На лето хотелось бы сняться с тобой в кино*. Сделал бы для тебя сценарий.
Этот план я разовью по приезде. Почему-то уверен в твоем согласии. Не болей. Пиши. Люблю тебя, солнышко мое милое и теплое.
Целую Оську.
Обнимаю тебя до хруста костей.
Твой Володя.
P. S. (Красиво, а?) Прости, что пишу на такой изысканной бумаге. Она из «Питореска»*, а им без изысканности нельзя никак.
Хорошо еще, что у них в уборной кубизма не развели, а то б намучился.

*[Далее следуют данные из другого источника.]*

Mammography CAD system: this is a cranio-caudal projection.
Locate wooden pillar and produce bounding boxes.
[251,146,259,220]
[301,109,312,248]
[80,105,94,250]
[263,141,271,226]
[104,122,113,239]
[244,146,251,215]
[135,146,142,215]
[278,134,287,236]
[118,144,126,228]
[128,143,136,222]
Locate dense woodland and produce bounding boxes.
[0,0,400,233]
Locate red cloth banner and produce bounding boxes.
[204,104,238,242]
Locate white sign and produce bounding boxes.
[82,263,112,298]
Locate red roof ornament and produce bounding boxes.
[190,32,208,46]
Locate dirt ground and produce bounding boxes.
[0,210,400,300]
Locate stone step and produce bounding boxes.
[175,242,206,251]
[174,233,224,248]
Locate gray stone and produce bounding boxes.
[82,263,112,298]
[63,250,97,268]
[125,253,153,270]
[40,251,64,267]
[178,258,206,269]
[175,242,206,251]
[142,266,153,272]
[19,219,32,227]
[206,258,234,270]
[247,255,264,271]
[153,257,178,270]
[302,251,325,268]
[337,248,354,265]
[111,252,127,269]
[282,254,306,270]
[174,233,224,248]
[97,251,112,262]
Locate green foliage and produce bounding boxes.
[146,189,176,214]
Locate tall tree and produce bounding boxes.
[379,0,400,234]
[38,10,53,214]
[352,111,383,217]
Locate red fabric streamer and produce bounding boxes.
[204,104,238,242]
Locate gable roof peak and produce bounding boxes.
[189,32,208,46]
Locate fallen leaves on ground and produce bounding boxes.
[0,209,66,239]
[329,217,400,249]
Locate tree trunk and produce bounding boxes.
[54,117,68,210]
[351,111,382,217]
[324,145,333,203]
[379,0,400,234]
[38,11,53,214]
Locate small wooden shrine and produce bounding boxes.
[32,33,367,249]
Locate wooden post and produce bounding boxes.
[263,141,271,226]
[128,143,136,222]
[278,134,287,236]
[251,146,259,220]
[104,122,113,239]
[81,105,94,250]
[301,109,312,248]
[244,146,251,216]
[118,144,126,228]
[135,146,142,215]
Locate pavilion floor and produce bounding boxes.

Маяковской О. В., 15 июля 1918*
42 О. В. МАЯКОВСКОЙ [Левашово, 15 июля 1918 г.]
Милая и дорогая Оличка!
Дуешься ты зря. Дело в следующем. Я живу не в Питере, а в деревне, за 50 верст. Когда я получил твое первое письмо, я потелефонил бриковской прислуге, чтоб она немедленно отослала тебе деньги, зная, что это к спеху, а значит, и не мог сам написать ничего на переводе при всем своем желании. При первой же оказии хотел послать вам письмо, но теперь от нас в город никто не ездит, не езжу и я, потому что в Питере холера страшная. Сегодня случайно получил твое письмо (приехали ко мне на именины) и отвечаю сейчас же. Из всего из этого можно умозаключить, что свинья ты, а не я, потому что злишься ты.
Поздравляю тебя, киса, с рождением и ангелом. Желаю вам пожить на даче и отдохнуть.
Я живу хорошо.
Пишите про себя.
Страшно целую мамочку, Людочку и тебя.
Ваш Володя.
15 июля 1918 г. Левашово.
Пишите на прежний адрес Брикам. Сюда письма совсем не доходят.
Меня до того тут опаивают молоком (стаканов шесть ежедневно), что если у меня вырастет вымя, скажи маме, чтоб не удивлялась.
Центральной комиссии по устройству Октябрьских торжеств, 10–12 октября 1918*
43 ЦЕНТРАЛЬНОЙ КОМИССИИ ПО УСТРОЙСТВУ ОКТЯБРЬСКИХ ТОРЖЕСТВ [Москва, 10–12 октября 1918 г.]
Центральной комиссии по устройству Октябрьских торжеств
Краткое изложение моей «Мистерии-буфф» и мотивов, требующих ее постановки в дни Октябрьских торжеств.